People slowly started walking into the hall now and I saw George running to me. 'Oh gosh, Clay. Are you alright? Did you cry?'

'I did, but I'm okay.'

'Do you want to talk about it?'

'It's just a lot, I'm confused about everything happening to me.'

'Such as?'

'My sexuality.'

'Okay, I understand! Do you have any questions about it? I know quite a lot about sexuality so go ahead.'

'Is it possible to only like boys if I had a girlfriend?'

'Did you have feelings for Hannah?'

'No romantic or even sexual feelings, only friendly feelings.'

'And you do for boys?'

I shrugged. 'I guess so, yes.'

George smiled. 'I'm not going to give you any label, but it's most likely that you're gay.'

I sighed softly and nodded. 'I'm sorry for crying, I may come across as such a pussy now.'

'Not at all, boys cry too, Clay. Everyone cries.'

I nodded. 'You're right, I think.'

'I'm sure, I'm bawling my eyes out every now and then,' George laughed. 'Sometimes even without a reason.'

I giggled. 'Okay, I'll believe you.'

George smiled and grabbed my hand shortly, making me shyly look away. He rubbed my hand with his thumb and stood up after a while. 'The class is starting,' he smiled.

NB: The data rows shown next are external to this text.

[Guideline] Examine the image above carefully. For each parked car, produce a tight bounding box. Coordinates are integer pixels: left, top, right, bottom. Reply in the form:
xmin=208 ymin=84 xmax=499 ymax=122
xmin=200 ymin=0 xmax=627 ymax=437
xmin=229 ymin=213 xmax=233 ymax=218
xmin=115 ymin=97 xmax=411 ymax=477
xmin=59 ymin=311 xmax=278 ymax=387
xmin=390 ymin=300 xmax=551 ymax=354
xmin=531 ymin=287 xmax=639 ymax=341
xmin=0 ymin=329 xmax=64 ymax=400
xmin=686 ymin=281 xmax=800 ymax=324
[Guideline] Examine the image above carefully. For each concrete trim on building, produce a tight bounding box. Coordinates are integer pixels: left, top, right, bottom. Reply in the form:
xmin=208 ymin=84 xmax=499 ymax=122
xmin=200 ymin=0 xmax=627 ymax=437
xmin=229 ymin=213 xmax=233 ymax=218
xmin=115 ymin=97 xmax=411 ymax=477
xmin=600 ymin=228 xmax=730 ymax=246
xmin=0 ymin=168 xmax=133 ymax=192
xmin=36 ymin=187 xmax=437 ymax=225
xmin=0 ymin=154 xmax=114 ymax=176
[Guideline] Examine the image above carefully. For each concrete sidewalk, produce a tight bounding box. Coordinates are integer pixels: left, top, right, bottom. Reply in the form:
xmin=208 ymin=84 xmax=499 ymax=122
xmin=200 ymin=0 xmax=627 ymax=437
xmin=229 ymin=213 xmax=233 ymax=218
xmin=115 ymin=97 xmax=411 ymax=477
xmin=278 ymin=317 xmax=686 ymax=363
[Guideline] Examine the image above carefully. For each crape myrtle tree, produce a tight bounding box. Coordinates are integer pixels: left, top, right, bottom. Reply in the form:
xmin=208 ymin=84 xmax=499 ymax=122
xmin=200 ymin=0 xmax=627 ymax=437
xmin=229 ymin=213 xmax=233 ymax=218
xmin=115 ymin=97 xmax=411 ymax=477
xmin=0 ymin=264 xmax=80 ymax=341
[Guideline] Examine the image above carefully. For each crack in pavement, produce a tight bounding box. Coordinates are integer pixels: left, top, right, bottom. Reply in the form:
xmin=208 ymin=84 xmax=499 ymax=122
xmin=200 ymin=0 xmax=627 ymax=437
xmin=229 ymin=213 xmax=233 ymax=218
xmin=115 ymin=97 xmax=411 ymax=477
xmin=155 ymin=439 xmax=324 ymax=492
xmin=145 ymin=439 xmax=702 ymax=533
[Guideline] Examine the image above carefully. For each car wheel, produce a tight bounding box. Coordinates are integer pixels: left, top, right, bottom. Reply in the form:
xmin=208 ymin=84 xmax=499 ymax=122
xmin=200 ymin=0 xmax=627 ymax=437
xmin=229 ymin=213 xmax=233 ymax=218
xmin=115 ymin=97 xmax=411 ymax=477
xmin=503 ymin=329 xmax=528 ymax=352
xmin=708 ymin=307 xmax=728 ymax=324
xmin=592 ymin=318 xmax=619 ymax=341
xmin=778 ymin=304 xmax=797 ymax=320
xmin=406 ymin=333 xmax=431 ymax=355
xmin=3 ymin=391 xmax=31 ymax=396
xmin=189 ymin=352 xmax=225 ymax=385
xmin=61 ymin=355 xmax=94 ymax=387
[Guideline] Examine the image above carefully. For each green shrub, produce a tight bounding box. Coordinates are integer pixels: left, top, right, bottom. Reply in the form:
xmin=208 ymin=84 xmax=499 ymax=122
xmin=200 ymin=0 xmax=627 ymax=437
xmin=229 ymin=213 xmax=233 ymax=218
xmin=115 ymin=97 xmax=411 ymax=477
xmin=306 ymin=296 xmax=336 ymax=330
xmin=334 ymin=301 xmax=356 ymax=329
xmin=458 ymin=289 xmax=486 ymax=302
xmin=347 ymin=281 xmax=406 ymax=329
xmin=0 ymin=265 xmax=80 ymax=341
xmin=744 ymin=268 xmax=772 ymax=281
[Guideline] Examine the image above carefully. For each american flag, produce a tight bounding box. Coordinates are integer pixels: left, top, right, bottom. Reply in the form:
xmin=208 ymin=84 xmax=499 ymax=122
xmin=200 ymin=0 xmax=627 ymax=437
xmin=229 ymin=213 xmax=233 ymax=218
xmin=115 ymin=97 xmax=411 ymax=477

He walked off and I sat down for a second longer with Hannah. She was smiling at me and giggled after. 'Why don't you just immediately make out?'

'Excuse me, what?'

'I mean-,' Hannah giggled.

I rolled my eyes and stood up quickly. 'The class is starting, idiot.'

'Fine, go to your lover.'

'You're so annoying,' I giggled as I quickly walked off to go to George again. He was helping set up some stuff and smiled at me.

'Can you help me? I'm weak and you look stronger.'

I giggled and blushed at his comment. 'I'm not that strong, but sure. I can help.' I lifted the thing he was holding up and we walked to the place we had to put it down. I kept looking at my hands so I wouldn't blush when I saw him and when I had put it down, I quickly ran off.